What has also been observed that aid that comes tied to certain conditions, forces structural adjustment programs on countries that are unable to protest.
However unwillingly, these countries must undergo painful reforms to satisfy the conditions laid by donors. This has often resulted in large reductions in public investments and in subsidies to the targeted poor. The famous examples where such pressure has caused domestic damage are in the structural adjustments that were forced upon Argentina, Brazil and Mexico.
With pressure on them to reduce fiscal deficits, these countries went in for stringent reform measures leading to high inflation and acute stagnation. Locke (2001) shows the extent to which governments can pressurize other nations to manage policies to restructure economies in a particular fashion.

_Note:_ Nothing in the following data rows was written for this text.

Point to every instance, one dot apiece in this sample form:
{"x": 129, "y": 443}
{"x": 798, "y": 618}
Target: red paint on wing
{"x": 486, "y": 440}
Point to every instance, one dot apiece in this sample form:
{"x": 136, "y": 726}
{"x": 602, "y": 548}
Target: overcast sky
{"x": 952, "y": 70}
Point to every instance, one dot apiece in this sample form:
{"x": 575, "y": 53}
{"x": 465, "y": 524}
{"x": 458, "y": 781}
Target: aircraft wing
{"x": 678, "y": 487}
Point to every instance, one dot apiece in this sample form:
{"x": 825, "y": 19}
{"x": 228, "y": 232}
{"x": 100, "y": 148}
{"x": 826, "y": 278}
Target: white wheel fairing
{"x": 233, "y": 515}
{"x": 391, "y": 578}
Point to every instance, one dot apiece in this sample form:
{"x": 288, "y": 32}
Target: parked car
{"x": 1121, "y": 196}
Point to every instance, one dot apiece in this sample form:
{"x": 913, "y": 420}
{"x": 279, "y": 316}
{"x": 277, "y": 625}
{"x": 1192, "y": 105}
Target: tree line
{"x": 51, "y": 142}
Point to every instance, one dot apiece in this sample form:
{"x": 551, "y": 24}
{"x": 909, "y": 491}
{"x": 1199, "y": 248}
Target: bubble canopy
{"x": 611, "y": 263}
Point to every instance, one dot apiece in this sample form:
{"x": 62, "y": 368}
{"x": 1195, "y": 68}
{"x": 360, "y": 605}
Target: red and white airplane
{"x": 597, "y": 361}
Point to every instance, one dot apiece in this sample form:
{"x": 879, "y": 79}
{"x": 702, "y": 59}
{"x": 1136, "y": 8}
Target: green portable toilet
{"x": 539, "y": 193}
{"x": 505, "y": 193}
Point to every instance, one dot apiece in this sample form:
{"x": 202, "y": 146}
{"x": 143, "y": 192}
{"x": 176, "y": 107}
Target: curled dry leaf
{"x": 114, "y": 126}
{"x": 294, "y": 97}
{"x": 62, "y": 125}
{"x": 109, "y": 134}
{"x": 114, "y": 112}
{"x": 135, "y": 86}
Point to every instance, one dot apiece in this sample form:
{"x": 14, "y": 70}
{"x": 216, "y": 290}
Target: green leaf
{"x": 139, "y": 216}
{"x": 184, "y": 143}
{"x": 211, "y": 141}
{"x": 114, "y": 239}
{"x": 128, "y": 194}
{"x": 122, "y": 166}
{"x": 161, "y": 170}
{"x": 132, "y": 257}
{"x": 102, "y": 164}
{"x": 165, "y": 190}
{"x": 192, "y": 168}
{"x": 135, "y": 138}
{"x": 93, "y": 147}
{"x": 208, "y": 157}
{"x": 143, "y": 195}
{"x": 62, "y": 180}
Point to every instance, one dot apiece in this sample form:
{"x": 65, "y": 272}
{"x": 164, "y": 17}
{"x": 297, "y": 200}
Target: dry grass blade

However it must be pointed out that this debate is not one sided. There are countries like Zambia that have been at the receiving end. With aid increasing annually over the seventies and the eighties, the economic situation in Zambia went form bad to worse. On the other hand is Ghana in the same region.
Here aid helped foster a friendly environment for the domestic policy to correct itself and help the local economy grow. In Zambia, increased aid coincided with poor policy, while in Ghana as aid levels went up, there were marked improvements seen in the fiscal and monetary sectors as also in the external sector with trade policy improving considerably.
Levinsohn and McMillan (2005) argue that aid to Ethiopia actually was pro poor and enabled the country move towards food sufficiency and food security by ensuring that the poor were given access to food supplies. The authors show how households, especially the very poor, benefited when aid went into the provision of wheat in Ethiopia. The paper further argues that the very poor actually benefited the most in this process.